The other group worked with a community healthcare centre
in Ballabhgarh outside Delhi to replicate the paperwork and
registers of local healthcare workers in a Qt/Embedded application
that ran on ipaqs (hand-held computers) with Familiar Linux
and a MySQL server.
Company
formed
Since leaving MIT, some of the members of the Ca:sh team have
founded a healthcare IT company called Dimagi (www.dimagi.com)
to develop similar projects along with other technologies
invented by the team. They have recently completed an exciting
project in South Africa, where a population health study centre
is now using (Palm-based) handhelds to securely store and
report HIV test results.

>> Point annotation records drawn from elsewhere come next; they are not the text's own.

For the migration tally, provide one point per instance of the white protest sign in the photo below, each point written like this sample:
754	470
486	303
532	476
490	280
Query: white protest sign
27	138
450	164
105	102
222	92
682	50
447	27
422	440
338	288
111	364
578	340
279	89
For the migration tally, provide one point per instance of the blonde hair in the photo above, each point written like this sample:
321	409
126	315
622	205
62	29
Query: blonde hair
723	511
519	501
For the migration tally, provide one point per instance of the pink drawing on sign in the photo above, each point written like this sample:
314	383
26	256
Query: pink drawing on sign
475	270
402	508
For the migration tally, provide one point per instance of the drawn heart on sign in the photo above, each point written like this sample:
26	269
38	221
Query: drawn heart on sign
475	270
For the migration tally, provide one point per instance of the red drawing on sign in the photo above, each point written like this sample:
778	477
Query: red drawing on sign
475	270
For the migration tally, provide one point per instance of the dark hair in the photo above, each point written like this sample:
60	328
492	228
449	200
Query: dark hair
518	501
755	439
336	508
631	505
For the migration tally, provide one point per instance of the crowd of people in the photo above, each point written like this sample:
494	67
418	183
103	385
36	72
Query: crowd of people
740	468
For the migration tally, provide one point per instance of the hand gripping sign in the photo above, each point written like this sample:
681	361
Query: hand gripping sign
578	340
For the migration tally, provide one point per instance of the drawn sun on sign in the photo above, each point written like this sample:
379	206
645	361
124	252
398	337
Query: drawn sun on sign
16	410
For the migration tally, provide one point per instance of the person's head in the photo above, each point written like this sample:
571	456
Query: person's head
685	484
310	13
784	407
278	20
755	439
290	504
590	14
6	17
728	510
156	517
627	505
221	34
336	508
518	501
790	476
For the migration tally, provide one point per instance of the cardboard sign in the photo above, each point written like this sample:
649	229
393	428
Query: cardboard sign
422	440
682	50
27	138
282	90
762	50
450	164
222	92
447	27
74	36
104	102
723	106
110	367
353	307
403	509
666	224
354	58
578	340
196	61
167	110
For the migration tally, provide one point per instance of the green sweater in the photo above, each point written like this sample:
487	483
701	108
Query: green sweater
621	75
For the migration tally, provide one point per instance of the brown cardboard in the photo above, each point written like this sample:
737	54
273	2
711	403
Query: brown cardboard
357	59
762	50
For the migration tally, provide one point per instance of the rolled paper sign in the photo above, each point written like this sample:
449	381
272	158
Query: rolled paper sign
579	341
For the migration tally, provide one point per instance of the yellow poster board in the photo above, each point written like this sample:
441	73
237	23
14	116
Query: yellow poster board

Other countries such as China and
Brazil have expressed interest in implementing similar solutions.
The company intends to develop mobile medical registers and
point-of-care systems across the world.
Even
the US homecare and visiting nurses could benefit greatly
from these kinds of systems. But currently rural healthcare
workers in Ballabhgarh have a more advanced system than any
US-based nurse, argues Mikkelsen.
Users, meaning healthcare workers, appreciate the system because
it puts useful information about the patients theyre
visiting at their fingertips, and it saves them from retyping
a whole lot of notes back into a computer system after work.
Before this project, the nurses would spend a whole day each
month re-entering data into central computers.
In addition, policy makers find the tool intriguing because
it ensures higher quality in the information collected and
the possibility for near real-time monitoring of population
health (potentially useful for disease surveillance and outbreak
prediction), according to Mikkelsen.
It
works great on many levels, he adds.